The VTA is a central area in the processing of rewarding stimuli. In fact, its dopaminergic neurons are sensitive to the reward prediction error, which is the discrepancy between expected and actual reward (Bayer and Glimcher 2005). After olfactory stimuli had been associated with rewarding or punishing outcomes for rats, 50 % of investigated VTA neurons–all dopaminergic–exhibited activation patterns which followed closely both reward-predicting odors and actual reward. The other half of the neurons–all GABAergic–showed different activation patterns, consistent with a persistent excitation or inhibition between reward-predicting odors and actual reward (Cohen et al. 2012). This particular study is interesting in the present context. First, it provides a neurophysiological underpinning for reward activations and second, it shows that odors can act as reward-predicting stimuli. The final link between reward, the VTA, and food odors is provided by studies which show that food consumption leads to activation of dopaminergic neurons in the VTA: Ghrelin is a hormone which is released by the stomach and induces a rapid orexigenic response (Asakawa et al. 2001). Importantly, it is involved in the reward induced by palatable food (Egecioglu et al. 2010). Ghrelin receptors are located in several brain areas including the hypothalamus, the brainstem, the tegmentum, and the hippocampus (Guan et al. 1997; Zigman et al. 2006). In fact, Ghrelin injection leads to activation of mesolimbic reward areas, such as the VTA and the nucleus accumbens (Egecioglu et al. 2010) and increases the motivation for chemosensory reward (Skibicka et al. 2011). These studies show that both food consumption and the perception of odors associated with food may lead to a strong activation of dopaminergic brain areas. Our results are in line with these conclusions in that a food odor led to higher activity in the VTA than a flower odor matched for intensity and pleasantness. Food-related odors would lead to the activation of dopaminergic areas via association. In future studies it could be investigated to what extent food-related activations of the VTA are hard wired or learned by using odors of unknown food via classical conditioning.

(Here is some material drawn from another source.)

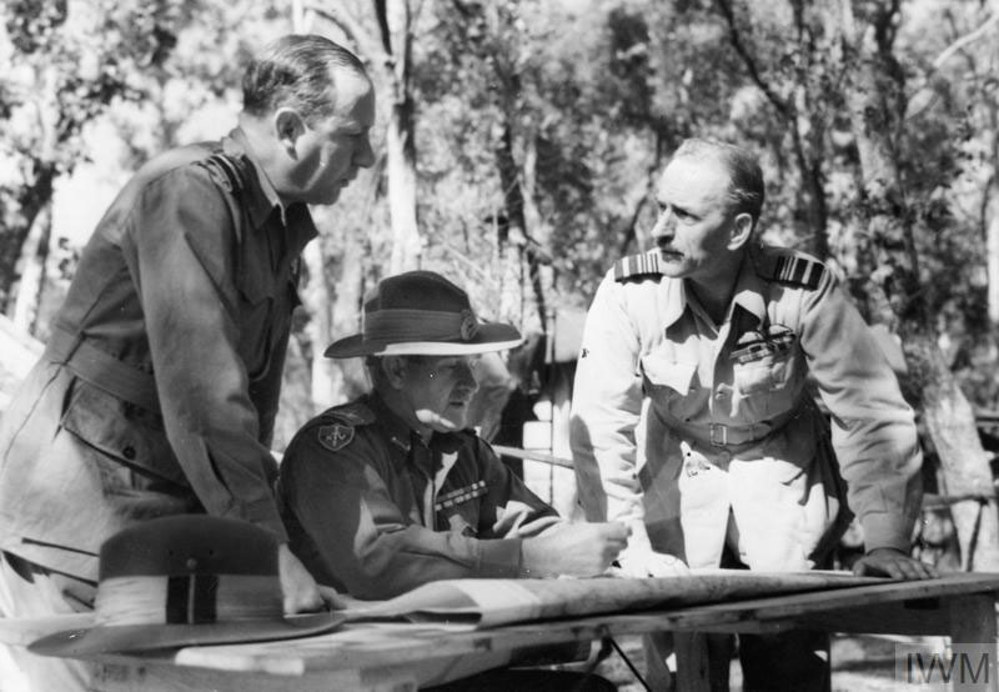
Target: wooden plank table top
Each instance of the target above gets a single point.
(387, 656)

An interesting finding is the activation of regions such as the thalamus, hippocampus, and occipital regions by the flower odors, particularly with lavender. Thalamic activation by lavender may very well be caused by its slight trigeminal component, which may lead to activation of the somatosensory pathway. The hippocampal and the occipital activations are more puzzling. Occipital activation has been reported to occur during odor perception (Djordjevic et al. 2005), but it is unclear why this should be more prominent with lavender than with strawberry. Together with the larger activation of hippocampal activations, one may speculate that lavender evoked visualized memories in the participants, but this is far from supported by the data.

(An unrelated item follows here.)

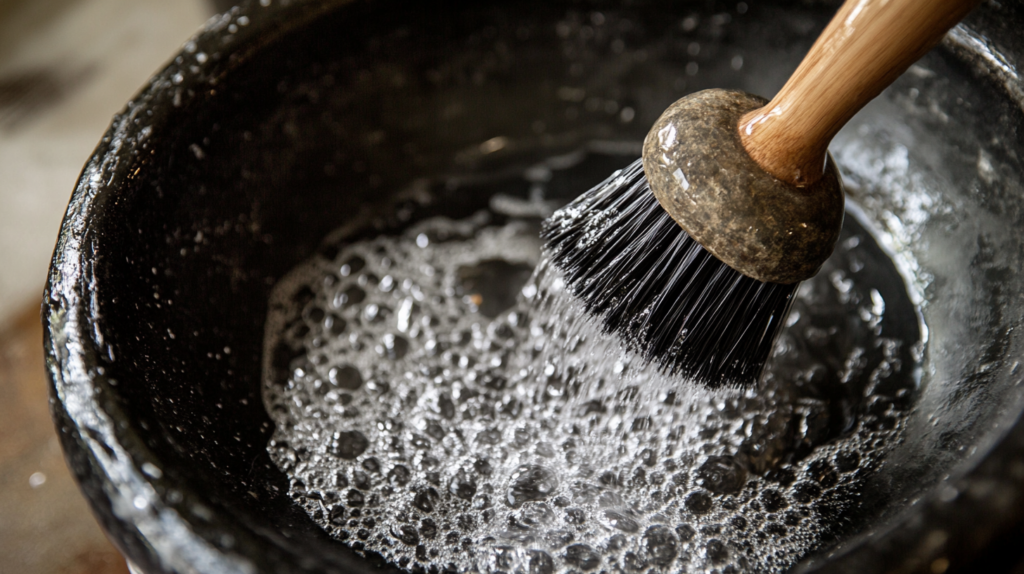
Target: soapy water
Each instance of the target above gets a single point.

There are limitations to the present study. We did observe perceptual differences between both odor categories. While we tried to control this (by piloting and exclusion of some odors), it may very well be that these dimensions are an integral part of the odor categories. In other words, a food odor per se may be perceived as more or less pleasant as a flower odor at equal intensities; therefore, when trying to match pleasantness of the odors, food odors had to be more intense than flower odors. If this is the case, it would be impossible to perfectly match both odor categories on these dimensions. Also, in the present study odor intensity was not perfectly matched which may have impacted on the results; however, this was not the case for strawberry as food odor and lavender as flower odor. In any case, the results have to be interpreted with some caution as ideal conditions for the analysis were not present for all possible odor pairings. Further, we did not control systematically for hunger–although none of the subjects was starving. Another limitation is that the main effects seen in fMRI data are restricted to the pair strawberry–lavender. Future studies are needed to show whether the observed effect also generalizes to other odor qualities. In terms of technical details, future studies should also include intensity ratings as a covariate in the full analyses.